L’esprit est, disons, picaresque, même la langue y fait songer. Quelle langue, au juste, qui fait ici abstraction des articles ? Une langue ancienne comme le latin, parfois, une langue qui dans sa narration est grecque, et voilà l’odyssée, celle que chaque existence compose. « Dans la vie, j’écris ma vie ». (136).
Si bien qu’on est partout, géographiquement, à chaque instant et tout le temps (on est jeune, plus âgé, on frôle les soixante-dix ans), les morts reviennent nous visiter, les parents surtout, on repasse le bac à l’âge qu’on a dit, les vieilles voitures (ah ! la Mercedes dans le livre et l’histoire de la Ferrari !) sont recyclées même si elles toussent, on ne sait pas où l’on va, c’est très important cela, ni si on est arrivé (la leçon est qu’on n’« arrive » jamais »). À la lecture, en ce sens addictive qu’on attend quelque chose qui à la fois arrive et n’arrive pas (ce qui arrive dans ce qui n’arrive pas), l’idée vient qu’il faudrait pouvoir s’arrêter, ce que dans l’existence on ne peut et qui n’a lieu effectivement, si l’on peut dire, qu’en écrivant. On rêve sa vie en la vivant, et on la vit en rêvant la plupart du temps.
Quel est le contenu réel du rêve, telle est au commencement comme à la fin la question au cours de ces 864 pages qui se persuadent, à juste titre se dit-on lorsqu’on referme l’ouvrage et en entamant le rembobinage de sa propre existence, qu’elles assurent la nécessité de la « littérature », un mot désormais galvaudé et sorti de lui-même, un peu comme la musique dite classique n’est plus socialement la musique. Non, il s’agit de l’acte d’écrire, ce qui est bien plus important, celui-ci étant en sujet, celle-là, la « littérature », en circulation, en commerce et soumise aux goûts douteux, ce qui constitue leur définition.

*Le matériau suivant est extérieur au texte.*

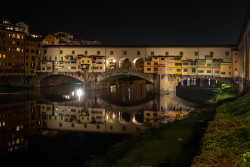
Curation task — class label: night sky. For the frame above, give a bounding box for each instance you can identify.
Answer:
[0,0,250,45]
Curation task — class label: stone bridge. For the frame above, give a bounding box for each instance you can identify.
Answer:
[2,69,239,93]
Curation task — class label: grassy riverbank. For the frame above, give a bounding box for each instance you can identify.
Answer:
[84,111,214,167]
[192,94,250,167]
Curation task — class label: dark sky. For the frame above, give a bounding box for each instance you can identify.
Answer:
[0,0,250,45]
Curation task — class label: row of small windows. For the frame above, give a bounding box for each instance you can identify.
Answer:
[147,68,223,73]
[51,50,230,56]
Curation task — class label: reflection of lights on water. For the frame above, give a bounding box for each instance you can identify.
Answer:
[63,95,70,99]
[128,88,130,100]
[76,89,83,97]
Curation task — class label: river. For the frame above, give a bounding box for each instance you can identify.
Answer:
[0,80,216,167]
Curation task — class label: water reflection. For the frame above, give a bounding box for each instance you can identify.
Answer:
[0,81,192,156]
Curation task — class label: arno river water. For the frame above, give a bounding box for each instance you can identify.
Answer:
[0,80,216,167]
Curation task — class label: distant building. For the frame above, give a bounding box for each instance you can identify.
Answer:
[0,21,26,75]
[81,40,103,45]
[54,32,80,45]
[44,34,59,45]
[15,21,29,35]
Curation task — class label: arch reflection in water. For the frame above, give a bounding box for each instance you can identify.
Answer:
[0,82,191,155]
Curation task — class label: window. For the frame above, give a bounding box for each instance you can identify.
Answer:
[174,57,181,60]
[175,63,181,66]
[168,68,174,71]
[198,70,204,73]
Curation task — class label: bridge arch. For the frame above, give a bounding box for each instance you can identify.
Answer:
[119,57,132,69]
[133,57,144,71]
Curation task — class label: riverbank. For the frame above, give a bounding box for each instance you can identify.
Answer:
[84,106,214,167]
[0,85,30,94]
[192,94,250,167]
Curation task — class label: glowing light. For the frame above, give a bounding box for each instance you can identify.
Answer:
[76,89,83,97]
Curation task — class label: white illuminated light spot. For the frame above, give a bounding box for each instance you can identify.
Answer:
[76,89,82,97]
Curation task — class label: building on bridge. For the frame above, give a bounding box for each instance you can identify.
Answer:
[44,45,239,77]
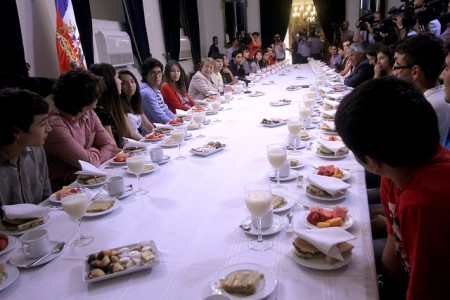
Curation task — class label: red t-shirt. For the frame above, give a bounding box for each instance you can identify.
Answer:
[381,145,450,300]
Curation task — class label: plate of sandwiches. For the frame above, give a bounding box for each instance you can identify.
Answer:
[83,199,120,217]
[291,237,353,270]
[306,184,349,201]
[0,215,50,235]
[77,174,107,187]
[211,263,278,300]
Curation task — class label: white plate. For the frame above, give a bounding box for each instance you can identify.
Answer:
[83,199,120,218]
[8,241,63,268]
[189,146,227,156]
[306,189,349,201]
[248,92,266,97]
[291,246,352,270]
[0,235,18,255]
[211,264,277,300]
[0,264,19,291]
[127,163,160,175]
[0,215,51,235]
[301,210,354,229]
[83,241,160,282]
[239,215,284,235]
[267,170,299,181]
[273,196,295,214]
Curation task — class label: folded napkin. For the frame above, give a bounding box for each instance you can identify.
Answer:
[323,99,339,108]
[307,174,350,195]
[317,139,347,153]
[2,203,50,220]
[122,137,149,147]
[75,160,108,176]
[294,227,356,261]
[323,121,336,131]
[154,123,173,129]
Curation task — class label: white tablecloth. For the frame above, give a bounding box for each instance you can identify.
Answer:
[0,65,378,300]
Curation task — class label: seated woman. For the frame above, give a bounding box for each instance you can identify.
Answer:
[189,57,220,100]
[89,63,138,148]
[0,89,52,206]
[141,58,175,124]
[44,70,118,191]
[161,60,195,113]
[119,70,154,135]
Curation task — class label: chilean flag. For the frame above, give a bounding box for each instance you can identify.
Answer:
[55,0,86,73]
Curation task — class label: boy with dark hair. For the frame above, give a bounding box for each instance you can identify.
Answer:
[0,89,52,205]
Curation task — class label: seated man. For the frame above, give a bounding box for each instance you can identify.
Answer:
[0,89,52,205]
[335,76,450,299]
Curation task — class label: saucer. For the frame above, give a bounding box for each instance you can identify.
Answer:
[8,241,64,268]
[241,214,284,235]
[268,170,299,181]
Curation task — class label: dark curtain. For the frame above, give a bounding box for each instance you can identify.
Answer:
[180,0,201,67]
[0,0,28,87]
[72,0,94,68]
[159,0,180,60]
[313,0,345,42]
[259,0,294,47]
[122,0,152,64]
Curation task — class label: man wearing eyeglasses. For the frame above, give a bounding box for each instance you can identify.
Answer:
[392,33,450,144]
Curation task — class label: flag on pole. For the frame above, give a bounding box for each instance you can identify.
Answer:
[55,0,86,73]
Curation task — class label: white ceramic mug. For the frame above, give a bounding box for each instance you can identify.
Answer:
[252,208,273,229]
[104,176,124,197]
[150,147,164,163]
[19,229,52,258]
[280,160,291,177]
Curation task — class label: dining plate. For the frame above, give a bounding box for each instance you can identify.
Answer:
[8,241,63,268]
[0,235,18,256]
[127,163,160,175]
[0,264,19,291]
[291,247,352,270]
[211,263,278,300]
[306,189,349,201]
[83,241,160,283]
[300,210,354,229]
[0,215,51,235]
[239,215,284,235]
[268,170,299,181]
[83,199,120,218]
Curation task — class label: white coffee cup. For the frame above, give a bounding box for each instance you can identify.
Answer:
[150,147,164,163]
[19,229,52,258]
[280,161,291,177]
[104,176,124,197]
[252,208,273,229]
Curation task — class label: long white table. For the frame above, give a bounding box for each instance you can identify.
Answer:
[0,65,378,300]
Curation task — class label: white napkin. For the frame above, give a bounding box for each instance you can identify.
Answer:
[317,139,347,153]
[154,123,173,129]
[75,160,108,176]
[307,174,350,195]
[2,203,50,220]
[323,99,339,108]
[323,121,336,131]
[294,227,356,261]
[122,137,149,147]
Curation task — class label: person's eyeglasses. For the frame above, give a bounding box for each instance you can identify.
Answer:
[149,71,162,77]
[392,64,414,70]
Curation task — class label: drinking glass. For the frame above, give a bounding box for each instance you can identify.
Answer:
[170,128,186,160]
[267,143,287,195]
[192,111,205,138]
[223,92,233,110]
[211,99,221,122]
[61,193,94,247]
[245,182,273,251]
[287,117,302,155]
[127,151,148,196]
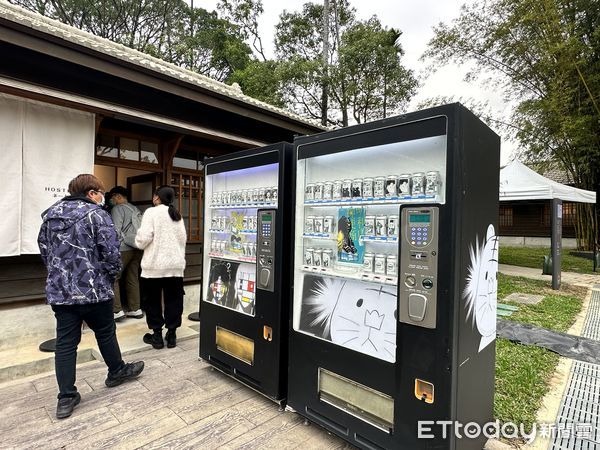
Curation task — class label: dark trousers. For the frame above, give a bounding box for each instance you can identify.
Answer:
[142,277,184,330]
[113,249,143,313]
[52,301,125,398]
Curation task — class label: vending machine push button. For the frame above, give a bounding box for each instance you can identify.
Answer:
[260,268,271,286]
[408,294,427,322]
[404,275,417,287]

Et qu’est-ce alors que l’existence, si ce n’est la visitation d’un héritage (d’où viennent les parents ?) et celle, à chaque fois, d’un monde ? On souffre, on rit beaucoup et franchement, (vraiment) et avec complicité, on se perd et on se gagne peu, l’existence ne se laissant pas rattraper en et par autre chose. Elle n’est jamais, à vrai dire, que sa propre échappée. Et alors, il y a cette mélancolie.
Mais la trame, demandera-t-on ?
C’est ici une façon de traverser en tous sens, et avec tous les sens l’existence, ses géographies et ses épisodes. C’est également le roman d’une génération, la mienne (celle d’Inter-rail, pour les plus jeunes, il faut consulter les archives de la SNCF…). Tout y apparaît suranné, les voitures, les objets, et tout demeure si présent. On se demande ce que fait le temps, si, au lieu de faire « passer », de détruire, il ne sert pas à redonner vie dès qu’on s’adresse à lui. On s’y perd. On se demande, comme ici, « qui es-tu ? », ce dont la page 179 forme une sorte de mise au point interrogatif, un de ces arrêts dans cette vitesse que le roman à la fois parcourt et décrit. Un film souvent s’esquisse (66), le roman se fait parfois purement descriptif, et c’est alors très beau. Mais on erre, on ne cesse de déménager, là aussi en tous sens. On recommence.
La trame, donc. Elle se compose de toutes. C’est un « roman-somme » diront les critiques. Or, il faut préciser : une sommation qui s’excède un peu comme Dieu se soustrait en théologie à la totalisation de ses prédicats (Il est plus que le tout). Et un livre, n’est-ce pas cela, que les rêves permettent à chacun, à tous ceux, tous donc, qui écrivent la nuit bien que pas uniquement la nuit : l’excès sur les sommations (et donc en tous les sens, y compris celle qui s’adresse à la liberté, qui est le « sujet » de ce livre, une liberté entravée, espérée, rêvée, conquise, perdue et reconquise) et les totalisations mortifères. La prose du monde, c’est-à-dire son poème. Infini. Il vérifie, au-delà et en-dehors de tous les classements ridicules qu’on fait « en Sorbonne » (et toujours encore !), ceci, en romantique éternel, qui ne correspond à aucune école mais à l’existence aventureuse elle-même, que « le monde doit être romantisé ».